Protecting People and the EnvironmentUNITED STATES NUCLEAR REGULATORY COMMISSION
UNITED STATES
NUCLEAR REGULATORY COMMISSION
OFFICE OF NUCLEAR REACTOR REGULATION
WASHINGTON, D.C. 20555
April 26, 1995
NRC GENERIC LETTER 95-02: USE OF NUMARC/EPRI REPORT TR-102348, "GUIDELINE ON
LICENSING DIGITAL UPGRADES," IN DETERMINING THE
ACCEPTABILITY OF PERFORMING ANALOG-TO-DIGITAL
REPLACEMENTS UNDER 10 CFR 50.59
Addressees
All holders of operating licenses or construction permits for nuclear power
reactors.
Purpose
The U.S. Nuclear Regulatory Commission (NRC) staff is issuing this generic
letter to inform addressees of a new staff position on the use of Nuclear
Management and Resources Council/Electrical Power Research Institute
(NUMARC/EPRI) Report TR-102348, "Guideline on Licensing Digital Upgrades,"

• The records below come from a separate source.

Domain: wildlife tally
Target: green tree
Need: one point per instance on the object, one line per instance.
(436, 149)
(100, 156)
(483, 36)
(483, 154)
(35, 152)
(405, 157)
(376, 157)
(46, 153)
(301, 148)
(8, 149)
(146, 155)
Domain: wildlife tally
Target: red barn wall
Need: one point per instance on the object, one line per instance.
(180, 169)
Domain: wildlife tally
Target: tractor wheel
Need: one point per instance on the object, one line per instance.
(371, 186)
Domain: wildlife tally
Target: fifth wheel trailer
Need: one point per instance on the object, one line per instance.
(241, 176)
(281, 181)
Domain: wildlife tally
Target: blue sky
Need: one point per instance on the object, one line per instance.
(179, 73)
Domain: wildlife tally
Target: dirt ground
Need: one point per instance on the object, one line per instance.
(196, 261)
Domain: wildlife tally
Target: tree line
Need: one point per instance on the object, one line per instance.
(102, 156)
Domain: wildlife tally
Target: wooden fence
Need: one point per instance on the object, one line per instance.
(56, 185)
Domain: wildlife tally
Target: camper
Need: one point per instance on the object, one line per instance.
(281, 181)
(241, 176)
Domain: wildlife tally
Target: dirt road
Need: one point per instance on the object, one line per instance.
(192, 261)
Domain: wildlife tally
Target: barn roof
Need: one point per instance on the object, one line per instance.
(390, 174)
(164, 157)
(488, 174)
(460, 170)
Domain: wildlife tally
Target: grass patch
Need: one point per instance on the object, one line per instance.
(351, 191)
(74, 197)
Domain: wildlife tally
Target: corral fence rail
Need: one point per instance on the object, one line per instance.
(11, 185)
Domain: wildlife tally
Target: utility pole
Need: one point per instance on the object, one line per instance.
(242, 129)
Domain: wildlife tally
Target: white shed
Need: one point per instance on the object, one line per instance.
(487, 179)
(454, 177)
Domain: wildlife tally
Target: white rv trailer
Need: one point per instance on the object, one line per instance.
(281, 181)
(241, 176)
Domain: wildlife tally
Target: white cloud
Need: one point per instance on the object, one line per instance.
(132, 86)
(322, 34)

dated December 1993, as acceptable guidance for determining when an analog-to-
digital replacement can be performed without prior NRC staff approval under
the requirements of Section 50.59 of Title 10 of the Code of Federal
Regulations (10 CFR 50.59). The report applies to all digital equipment that
uses software and, in particular, to microprocessor-based systems. The
report, together with the clarifications discussed in this generic letter,
represents a method acceptable to the staff for use in making a determination
of whether or not an unreviewed safety question exists with respect to
10 CFR 50.59 requirements. It is expected that recipients will consider the
information in this generic letter when performing analog-to-digital
instrumentation and control systems replacements. However, suggestions
contained in this generic letter are not NRC requirements; therefore, no
specific action or written response is required.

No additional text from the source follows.